LES FUNÉRAILLES DE DAVID AJALTOUNI
Il a payé trop cher le prix de son inconscience juvénile et de son ignorance. Mais pourquoi la mort a-t-elle été à sa rencontre à l’ESIB, là où on est censé apprendre à affronter la vie?
Une foule sans nombre envahit le quartier de l’église Mar Nohra à Furn el-Chebback. L’église est pleine de monde. Impressionnants, les arrangements de fleurs et de tulle, surmontés d’une bougie, sur chaque banc. “C’est comme si c’était son mariage”, dit l’une de ses amies.
Consternation et fureur sur tous les visages et dans les propos qu’on entend: “Inacceptable, ce qu’ont dit les journaux! La famille n’en a pas eu assez pour qu’on perquisitionne, en plus la maison?
L’oraison funèbre est prononcée par le R.P. Nagib Baaklini, supérieur de l’Institut des Antonins de Baabda: “David était l’un des plus intelligents de sa classe, toujours parmi les premiers, leader sportif, enfant sain même si turbulent”...
Les visages sont inondés de larmes. Tous, sans exception. Le parvis de l’église est jonché de silhouettes d’adolescents en noir, éprouvés, une expression de dégoût et de profonde tristesse dans le regard.
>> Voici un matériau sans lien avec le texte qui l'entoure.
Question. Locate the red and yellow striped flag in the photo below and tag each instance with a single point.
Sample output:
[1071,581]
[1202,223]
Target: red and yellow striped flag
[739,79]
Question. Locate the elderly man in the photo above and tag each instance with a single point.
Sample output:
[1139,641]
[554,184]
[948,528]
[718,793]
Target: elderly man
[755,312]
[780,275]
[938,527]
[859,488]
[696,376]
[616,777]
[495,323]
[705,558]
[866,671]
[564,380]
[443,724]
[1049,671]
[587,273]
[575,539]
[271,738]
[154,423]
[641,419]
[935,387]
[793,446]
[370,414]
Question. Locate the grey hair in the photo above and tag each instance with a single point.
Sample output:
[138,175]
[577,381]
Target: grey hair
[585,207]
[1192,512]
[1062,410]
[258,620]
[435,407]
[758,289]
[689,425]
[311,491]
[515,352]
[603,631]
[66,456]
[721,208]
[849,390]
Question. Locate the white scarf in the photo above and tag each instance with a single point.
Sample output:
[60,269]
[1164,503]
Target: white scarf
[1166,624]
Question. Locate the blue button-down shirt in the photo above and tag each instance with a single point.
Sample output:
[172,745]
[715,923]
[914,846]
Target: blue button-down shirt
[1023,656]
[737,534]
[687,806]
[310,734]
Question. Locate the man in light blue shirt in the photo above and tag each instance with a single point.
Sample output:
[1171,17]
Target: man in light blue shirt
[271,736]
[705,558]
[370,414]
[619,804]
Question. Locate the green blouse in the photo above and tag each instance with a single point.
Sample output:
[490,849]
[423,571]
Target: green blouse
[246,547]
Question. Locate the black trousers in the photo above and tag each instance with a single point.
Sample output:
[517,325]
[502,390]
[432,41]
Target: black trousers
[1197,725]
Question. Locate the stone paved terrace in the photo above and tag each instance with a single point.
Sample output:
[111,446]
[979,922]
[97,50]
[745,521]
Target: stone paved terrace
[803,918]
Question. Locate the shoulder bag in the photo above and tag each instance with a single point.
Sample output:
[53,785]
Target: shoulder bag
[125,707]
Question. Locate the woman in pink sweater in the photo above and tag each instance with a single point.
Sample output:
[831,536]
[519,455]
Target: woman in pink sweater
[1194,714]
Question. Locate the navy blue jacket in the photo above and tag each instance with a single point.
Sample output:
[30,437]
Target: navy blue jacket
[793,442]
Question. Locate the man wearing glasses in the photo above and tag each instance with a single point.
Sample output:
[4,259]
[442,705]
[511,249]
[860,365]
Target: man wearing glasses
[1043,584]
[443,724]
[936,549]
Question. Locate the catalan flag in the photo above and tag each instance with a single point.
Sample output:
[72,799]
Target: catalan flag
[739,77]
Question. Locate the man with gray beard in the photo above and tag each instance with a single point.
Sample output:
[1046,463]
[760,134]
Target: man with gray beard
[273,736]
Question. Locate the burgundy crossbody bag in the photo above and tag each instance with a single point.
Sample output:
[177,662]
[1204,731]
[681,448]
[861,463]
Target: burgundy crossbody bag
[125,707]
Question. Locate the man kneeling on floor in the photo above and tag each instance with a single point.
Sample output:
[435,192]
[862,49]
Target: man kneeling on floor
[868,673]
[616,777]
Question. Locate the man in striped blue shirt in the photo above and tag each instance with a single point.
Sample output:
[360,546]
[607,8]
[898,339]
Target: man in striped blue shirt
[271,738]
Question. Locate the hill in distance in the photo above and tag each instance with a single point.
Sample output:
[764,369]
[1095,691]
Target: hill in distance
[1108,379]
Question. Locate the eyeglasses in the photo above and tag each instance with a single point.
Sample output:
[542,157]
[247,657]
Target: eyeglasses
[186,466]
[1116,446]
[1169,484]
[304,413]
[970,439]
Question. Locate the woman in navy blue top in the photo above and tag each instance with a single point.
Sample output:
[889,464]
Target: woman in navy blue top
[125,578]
M. Maroun Asmar, doyen de l’ESIB, reçoit les condoléances avec la famille du disparu. Un défilé interminable de visages éplorés qui craquent devant le père anéanti de douleur et la mère effondrée. Comment a-t-il réagi face aux accusations portées contre son fils? Nouhad Ajaltouni répond: “Bien sûr que c’est faux, dit-il en larmes. Nous en reparlerons, mais laissez-nous le temps d’enterrer nos morts”. Un parent ajoute: “Il y a, d’ailleurs, contradiction dans les déclarations des officiels”.

***

En tout état de cause, on ne peut s’empêcher de s’interroger: comment la grenade a-t-elle atterri dans cette institution respectable? Le mystère reste entier... en attendant la fin de l’enquête.